Students who engage in the very search I was on look for the classical texts from philosophy, theology and humanities that allow them to synthesize knowledge across a variety of specialized fields in a way that contributes to the human good.

Once I embraced the humanistic synthesis of knowledge and growth in wisdom as the purpose of being an academic, my practices began to change. I broadened the audience of my work to include not just the guild of sociologists or academics in other fields, but the general public, such as by writing blogs or talking to a general audience at a church or community group. In my writing and publishing, I embraced a new vocabulary in my writing that includes love, meaning and purpose as central ends of a human life.

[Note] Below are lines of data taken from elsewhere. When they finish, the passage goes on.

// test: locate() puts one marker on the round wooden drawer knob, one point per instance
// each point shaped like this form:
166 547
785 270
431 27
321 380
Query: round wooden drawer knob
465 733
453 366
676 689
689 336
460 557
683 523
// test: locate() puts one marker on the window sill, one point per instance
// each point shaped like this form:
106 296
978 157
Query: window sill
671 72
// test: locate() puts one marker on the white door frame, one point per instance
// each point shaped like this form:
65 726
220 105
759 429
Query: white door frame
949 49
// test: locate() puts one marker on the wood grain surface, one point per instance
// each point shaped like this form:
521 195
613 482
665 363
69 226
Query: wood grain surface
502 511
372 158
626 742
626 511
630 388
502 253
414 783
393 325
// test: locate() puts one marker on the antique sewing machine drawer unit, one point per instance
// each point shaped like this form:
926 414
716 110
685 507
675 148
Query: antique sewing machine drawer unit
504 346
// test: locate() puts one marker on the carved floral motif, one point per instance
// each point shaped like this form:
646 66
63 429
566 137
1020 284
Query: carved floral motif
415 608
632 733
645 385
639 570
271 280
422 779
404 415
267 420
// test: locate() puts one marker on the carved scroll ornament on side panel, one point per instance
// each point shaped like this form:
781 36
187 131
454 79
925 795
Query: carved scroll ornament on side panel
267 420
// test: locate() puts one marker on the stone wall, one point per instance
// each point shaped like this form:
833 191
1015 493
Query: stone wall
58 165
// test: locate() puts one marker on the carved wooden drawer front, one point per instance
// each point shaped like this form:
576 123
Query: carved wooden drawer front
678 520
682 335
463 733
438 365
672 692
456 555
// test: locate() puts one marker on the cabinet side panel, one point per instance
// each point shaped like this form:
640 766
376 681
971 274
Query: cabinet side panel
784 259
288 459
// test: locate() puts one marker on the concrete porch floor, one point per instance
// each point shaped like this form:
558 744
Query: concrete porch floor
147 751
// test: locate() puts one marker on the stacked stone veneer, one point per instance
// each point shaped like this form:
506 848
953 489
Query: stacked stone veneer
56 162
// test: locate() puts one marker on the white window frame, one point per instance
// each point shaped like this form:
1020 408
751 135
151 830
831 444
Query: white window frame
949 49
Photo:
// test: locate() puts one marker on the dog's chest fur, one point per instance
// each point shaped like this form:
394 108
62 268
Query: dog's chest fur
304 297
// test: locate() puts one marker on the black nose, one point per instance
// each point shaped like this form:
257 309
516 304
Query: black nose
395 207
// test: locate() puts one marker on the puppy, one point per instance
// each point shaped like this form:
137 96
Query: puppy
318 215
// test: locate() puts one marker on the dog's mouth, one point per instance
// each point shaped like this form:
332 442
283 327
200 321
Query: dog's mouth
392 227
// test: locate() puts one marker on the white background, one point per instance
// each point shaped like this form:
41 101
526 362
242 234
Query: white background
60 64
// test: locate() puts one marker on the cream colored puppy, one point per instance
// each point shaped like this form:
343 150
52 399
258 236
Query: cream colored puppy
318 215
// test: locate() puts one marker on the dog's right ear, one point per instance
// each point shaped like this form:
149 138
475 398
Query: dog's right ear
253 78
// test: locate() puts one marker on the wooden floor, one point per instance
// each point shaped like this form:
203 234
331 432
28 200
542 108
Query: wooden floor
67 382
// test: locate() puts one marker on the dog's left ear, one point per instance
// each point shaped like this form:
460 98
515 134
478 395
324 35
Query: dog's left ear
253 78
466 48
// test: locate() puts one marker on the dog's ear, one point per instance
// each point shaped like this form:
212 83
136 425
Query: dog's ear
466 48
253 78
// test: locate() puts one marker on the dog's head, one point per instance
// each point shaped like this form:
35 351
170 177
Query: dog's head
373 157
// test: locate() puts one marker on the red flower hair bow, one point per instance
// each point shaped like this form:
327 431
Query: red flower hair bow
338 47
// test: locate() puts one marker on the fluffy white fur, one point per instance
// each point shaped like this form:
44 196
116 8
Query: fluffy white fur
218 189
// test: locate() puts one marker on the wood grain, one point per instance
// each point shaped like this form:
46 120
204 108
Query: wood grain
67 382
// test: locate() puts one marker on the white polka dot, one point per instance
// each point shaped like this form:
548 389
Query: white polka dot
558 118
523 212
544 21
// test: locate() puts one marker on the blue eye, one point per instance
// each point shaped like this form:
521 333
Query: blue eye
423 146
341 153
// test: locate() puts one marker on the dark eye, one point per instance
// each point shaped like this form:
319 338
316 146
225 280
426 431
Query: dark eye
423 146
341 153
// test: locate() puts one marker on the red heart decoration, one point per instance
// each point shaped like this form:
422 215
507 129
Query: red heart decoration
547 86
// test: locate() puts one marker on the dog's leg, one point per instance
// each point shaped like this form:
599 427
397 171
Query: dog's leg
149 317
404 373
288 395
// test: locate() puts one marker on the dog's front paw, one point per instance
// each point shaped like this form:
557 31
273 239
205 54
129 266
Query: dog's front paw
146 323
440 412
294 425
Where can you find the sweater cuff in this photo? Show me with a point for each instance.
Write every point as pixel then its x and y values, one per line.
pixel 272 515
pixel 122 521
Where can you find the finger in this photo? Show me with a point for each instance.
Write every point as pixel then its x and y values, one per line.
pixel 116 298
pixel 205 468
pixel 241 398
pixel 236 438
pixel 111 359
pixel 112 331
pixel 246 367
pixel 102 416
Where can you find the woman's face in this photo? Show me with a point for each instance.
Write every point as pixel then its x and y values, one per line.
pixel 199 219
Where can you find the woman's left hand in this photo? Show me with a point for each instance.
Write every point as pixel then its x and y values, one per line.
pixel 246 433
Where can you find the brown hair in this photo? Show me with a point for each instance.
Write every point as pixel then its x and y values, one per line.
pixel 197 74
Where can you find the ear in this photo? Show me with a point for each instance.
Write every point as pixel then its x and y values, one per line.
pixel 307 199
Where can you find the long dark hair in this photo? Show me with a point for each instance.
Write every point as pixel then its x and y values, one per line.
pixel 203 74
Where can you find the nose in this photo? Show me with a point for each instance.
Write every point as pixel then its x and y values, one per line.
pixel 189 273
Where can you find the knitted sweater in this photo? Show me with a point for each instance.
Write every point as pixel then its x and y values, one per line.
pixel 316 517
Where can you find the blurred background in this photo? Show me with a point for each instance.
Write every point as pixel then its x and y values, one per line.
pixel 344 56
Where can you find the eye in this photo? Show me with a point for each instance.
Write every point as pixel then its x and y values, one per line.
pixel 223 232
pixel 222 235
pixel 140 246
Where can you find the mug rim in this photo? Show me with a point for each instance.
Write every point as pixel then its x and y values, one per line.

I began to see teaching as a calling to be a spiritual mother, accompanying students on their life journeys. I turned back many times to my quiet times of prayer, listening to my own heart, letting my desires be awakened anew. I began to integrate learning and contemplative practices, taking students on trips to monasteries or art galleries, where we had shared experiences of transcendence. Seeking the good life together requires content, but also the right context that fosters intimacy and friendships, and a pedagogy of freedom. Although being a contemplative academic means I spend many more hours with students than I used to, the real impact is when the knowledge and experiences we have shared become their own, through their own search for the truth, done in a contemplative fashion, in a community of friends dedicated to similar ends, where the knowledge they acquire is illuminated by their contemplative outlook, and their contemplation of the world leads to an ever greater desire for truth.